From Narrow Unlearning to Emergent Misalignment: Causes, Consequences, and Containment in LLMs
Erum Mushtaq, Anil Ramakrishna, Satyapriya Krishna, Sattvik Sahai, Prasoon Goyal, Kai-Wei Chang, Tao Zhang, Rahul Gupta
TL;DR
The work investigates emergent misalignment (EMA) in LLMs arising from narrow refusal unlearning, demonstrating that targeted reductions in refusals can inadvertently shift behavior across unrelated RAI domains. It proposes a two-phase approach using negative preference optimization (NPO) for unlearning, augmented with cross-entropy retention to mitigate EMA, and compares against finetuning with LoRA. Empirical results across Mistral-7B-0.3v and Qwen-7B-2.5 show substantial target-only improvements but notable EMA in domains like Safety and Bias; EMA can be partly contained but not fully eliminated. A representation-level entanglement analysis reveals that concepts with higher early-layer similarity are more prone to EMA, offering a predictive lens for risk and guiding design of more robust, domain-aware alignment strategies.
Abstract
Recent work has shown that fine-tuning on insecure code data can trigger an emergent misalignment (EMA) phenomenon, where models generate malicious responses even to prompts unrelated to the original insecure code-writing task. Such cross-domain generalization of harmful behavior underscores the need for a deeper understanding of the algorithms, tasks, and datasets that induce emergent misalignment. In this work, we extend this study by demonstrating that emergent misalignment can also arise from narrow refusal unlearning in specific domains. We perform refusal unlearning on Cybersecurity and Safety concept, and evaluate EMA by monitoring refusal scores across seven responsible AI (RAI) domains, Cybersecurity, Safety, Toxicity, Bias, Sensitive Content, Medical/Legal, and Privacy.
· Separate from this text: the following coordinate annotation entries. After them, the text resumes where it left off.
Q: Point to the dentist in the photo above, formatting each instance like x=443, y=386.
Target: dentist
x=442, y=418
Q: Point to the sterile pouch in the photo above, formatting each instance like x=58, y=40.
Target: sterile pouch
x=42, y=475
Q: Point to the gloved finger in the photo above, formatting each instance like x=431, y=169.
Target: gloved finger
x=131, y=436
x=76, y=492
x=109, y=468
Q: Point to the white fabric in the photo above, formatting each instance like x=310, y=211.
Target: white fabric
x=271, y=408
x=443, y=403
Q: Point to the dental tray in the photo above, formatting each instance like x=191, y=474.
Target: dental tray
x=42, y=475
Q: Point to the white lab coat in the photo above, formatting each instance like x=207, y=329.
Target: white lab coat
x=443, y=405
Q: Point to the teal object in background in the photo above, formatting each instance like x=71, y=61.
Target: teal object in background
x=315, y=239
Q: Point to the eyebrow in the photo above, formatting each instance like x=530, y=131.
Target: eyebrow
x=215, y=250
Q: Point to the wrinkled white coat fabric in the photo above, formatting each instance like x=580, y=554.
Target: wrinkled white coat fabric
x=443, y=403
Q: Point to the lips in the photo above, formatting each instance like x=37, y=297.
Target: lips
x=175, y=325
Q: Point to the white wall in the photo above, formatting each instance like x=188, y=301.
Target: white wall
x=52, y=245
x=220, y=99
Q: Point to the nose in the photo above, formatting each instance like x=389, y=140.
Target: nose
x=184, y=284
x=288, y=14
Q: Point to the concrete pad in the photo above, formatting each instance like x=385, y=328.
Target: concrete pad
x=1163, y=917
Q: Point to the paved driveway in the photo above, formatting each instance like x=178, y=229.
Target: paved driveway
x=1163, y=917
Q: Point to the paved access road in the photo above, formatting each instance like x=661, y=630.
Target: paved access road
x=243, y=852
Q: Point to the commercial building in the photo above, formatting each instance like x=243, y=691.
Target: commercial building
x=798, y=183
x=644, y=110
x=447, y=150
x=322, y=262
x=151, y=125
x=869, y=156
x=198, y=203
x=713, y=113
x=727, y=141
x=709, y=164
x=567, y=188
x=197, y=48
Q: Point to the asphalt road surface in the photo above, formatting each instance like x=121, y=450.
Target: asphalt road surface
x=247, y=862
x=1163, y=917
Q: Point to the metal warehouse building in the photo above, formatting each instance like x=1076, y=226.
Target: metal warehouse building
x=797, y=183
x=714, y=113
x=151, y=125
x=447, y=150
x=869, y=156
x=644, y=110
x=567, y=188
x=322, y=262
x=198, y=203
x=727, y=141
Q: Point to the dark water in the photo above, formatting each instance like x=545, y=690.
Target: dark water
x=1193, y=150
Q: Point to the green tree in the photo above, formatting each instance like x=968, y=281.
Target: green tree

Our work shows that narrow domain unlearning can yield compliance responses for the targeted concept, however, it may also propagate EMA to unrelated domains. Among the two intervened concepts, Cybersecurity and Safety, we find that the safety concept can have larger EMA impact, i.e, causing lower refusal scores, across other unrelated domains such as bias. We observe this effect consistently across two model families, Mistral-7b-0.3v, and Qwen-7b-2.5. Further, we show that refusal unlearning augmented with cross-entropy loss function on a small set of retain data from the affected domains can largely, if not fully, restore alignment across the impacted domains while having lower refusal rate on the concept we perform unlearning on. To investigate the underlying causes of EMA, we analyze concept entanglements at the representation level via concept vectors. Our analysis reveals that concepts with higher representation similarity in earlier layers are more susceptible to EMA after intervention when the refusal stream is altered through targeted refusal unlearning.